A preparação para Páscoa, nos três primeiros séculos,
reduzia-se a um jejum realizado nos dois dias anteriores. A comunidade cristã
vivia tão intensamente sua fé, até o testemunho do martírio (era tempo de perseguição),
que não sentia necessidade de um período para renovar a conversão já acontecida
com o batismo. A alegria da celebração pascal, porém, era prolongada por
cinqu
enta dias (Pentecostes).
O Edito de Milão promulgado pelo imperador Constantino no
ano 313[1] pôs fim
à perseguição contra o cristianismo e Teodósio, em 380, tornou o cristianismo a
religião oficial do Estado. Ser cristão começou a se tornar fácil e, pior
ainda, um status. Muitos começaram a se “converter” ao cristianismo com o
objetivo de ganhar os favores dos governantes. A partir de então, começou-se a
sentir necessidade de um período que ajudasse a exortar os féis sobre a
necessidade de uma maior coerência com o batismo[2].
Em vista disso foi que a Quaresma foi ganhando mais dias.

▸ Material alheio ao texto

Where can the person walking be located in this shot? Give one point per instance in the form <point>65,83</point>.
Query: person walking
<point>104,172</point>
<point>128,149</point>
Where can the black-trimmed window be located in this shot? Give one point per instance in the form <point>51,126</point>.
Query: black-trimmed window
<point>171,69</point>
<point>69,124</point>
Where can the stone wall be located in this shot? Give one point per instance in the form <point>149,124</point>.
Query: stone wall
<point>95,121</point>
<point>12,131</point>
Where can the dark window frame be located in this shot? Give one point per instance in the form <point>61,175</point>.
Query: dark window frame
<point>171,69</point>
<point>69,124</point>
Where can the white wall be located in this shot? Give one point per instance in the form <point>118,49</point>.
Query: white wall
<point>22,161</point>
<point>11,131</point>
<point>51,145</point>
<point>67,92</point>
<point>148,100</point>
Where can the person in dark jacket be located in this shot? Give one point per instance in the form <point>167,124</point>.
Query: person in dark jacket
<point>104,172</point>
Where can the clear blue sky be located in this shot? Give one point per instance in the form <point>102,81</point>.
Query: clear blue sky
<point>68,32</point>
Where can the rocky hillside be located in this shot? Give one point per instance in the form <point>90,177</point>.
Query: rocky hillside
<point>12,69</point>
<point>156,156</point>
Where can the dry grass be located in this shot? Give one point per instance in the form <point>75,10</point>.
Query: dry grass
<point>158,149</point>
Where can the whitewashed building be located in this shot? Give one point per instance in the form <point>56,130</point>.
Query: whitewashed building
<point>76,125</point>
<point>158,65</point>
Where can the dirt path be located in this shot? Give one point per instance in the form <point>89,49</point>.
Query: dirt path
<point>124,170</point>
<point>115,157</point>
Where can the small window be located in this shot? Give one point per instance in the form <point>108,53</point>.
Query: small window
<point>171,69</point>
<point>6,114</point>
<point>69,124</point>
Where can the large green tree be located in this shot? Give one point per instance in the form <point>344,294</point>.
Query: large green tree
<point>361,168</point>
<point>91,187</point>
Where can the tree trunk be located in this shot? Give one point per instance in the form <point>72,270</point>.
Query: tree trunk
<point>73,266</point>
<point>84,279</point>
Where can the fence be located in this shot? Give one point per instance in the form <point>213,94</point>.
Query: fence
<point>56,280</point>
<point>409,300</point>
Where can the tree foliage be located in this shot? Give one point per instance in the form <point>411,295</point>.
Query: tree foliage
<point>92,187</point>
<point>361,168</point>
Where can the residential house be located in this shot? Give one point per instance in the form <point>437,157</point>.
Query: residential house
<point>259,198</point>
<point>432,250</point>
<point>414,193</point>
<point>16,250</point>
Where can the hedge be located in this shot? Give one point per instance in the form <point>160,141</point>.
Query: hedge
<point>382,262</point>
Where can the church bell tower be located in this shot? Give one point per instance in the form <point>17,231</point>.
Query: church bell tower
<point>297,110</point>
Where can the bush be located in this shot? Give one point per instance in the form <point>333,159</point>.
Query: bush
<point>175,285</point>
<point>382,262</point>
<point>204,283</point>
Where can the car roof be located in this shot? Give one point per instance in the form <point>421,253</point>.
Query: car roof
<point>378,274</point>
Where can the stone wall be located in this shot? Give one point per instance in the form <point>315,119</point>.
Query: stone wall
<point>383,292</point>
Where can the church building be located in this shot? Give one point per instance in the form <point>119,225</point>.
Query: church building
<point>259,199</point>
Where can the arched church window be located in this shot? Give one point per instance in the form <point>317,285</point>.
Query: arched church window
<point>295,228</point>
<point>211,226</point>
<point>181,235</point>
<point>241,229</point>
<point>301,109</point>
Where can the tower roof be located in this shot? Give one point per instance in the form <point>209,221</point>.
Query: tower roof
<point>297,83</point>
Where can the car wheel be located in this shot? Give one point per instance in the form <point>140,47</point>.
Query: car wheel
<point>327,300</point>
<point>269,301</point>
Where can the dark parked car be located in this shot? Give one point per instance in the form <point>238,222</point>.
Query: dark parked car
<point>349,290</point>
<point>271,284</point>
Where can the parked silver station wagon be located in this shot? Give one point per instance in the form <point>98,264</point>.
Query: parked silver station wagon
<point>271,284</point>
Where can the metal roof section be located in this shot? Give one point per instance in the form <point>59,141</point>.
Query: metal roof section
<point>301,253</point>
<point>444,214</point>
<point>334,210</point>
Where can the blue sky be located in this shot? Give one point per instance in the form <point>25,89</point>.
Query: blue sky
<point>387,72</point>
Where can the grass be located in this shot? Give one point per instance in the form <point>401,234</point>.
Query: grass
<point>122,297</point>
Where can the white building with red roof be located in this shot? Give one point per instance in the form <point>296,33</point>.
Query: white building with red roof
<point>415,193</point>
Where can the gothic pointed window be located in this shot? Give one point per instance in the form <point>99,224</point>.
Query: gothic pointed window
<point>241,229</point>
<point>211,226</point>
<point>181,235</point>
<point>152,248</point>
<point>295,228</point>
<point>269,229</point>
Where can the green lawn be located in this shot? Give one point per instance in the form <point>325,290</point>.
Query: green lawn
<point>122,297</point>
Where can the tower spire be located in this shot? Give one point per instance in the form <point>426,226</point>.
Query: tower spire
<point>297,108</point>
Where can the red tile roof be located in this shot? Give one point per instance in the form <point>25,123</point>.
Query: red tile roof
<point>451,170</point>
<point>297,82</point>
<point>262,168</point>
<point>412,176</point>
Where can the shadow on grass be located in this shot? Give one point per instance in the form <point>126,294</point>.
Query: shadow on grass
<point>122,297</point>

A partir do IV século, a estrutura da Quaresma é aquela dos
quarenta dias, considerados à luz do simbolismo bíblico: quarenta dias que
Jesus passou no deserto jejuando; quarenta anos que o povo passou no deserto
antes de entrar na terra prometida; quarenta dias que Moisés esteve no monte
Sinais antes de receber as tábuas da lei; os quarenta dias que Elias caminhou
para o monte de Deus (Horeb) alimentado apenas pelo pão cozido sob as cinzas e
pela água; os quarenta dias que Jonas pregou a penitência aos habitantes de Nínive[3].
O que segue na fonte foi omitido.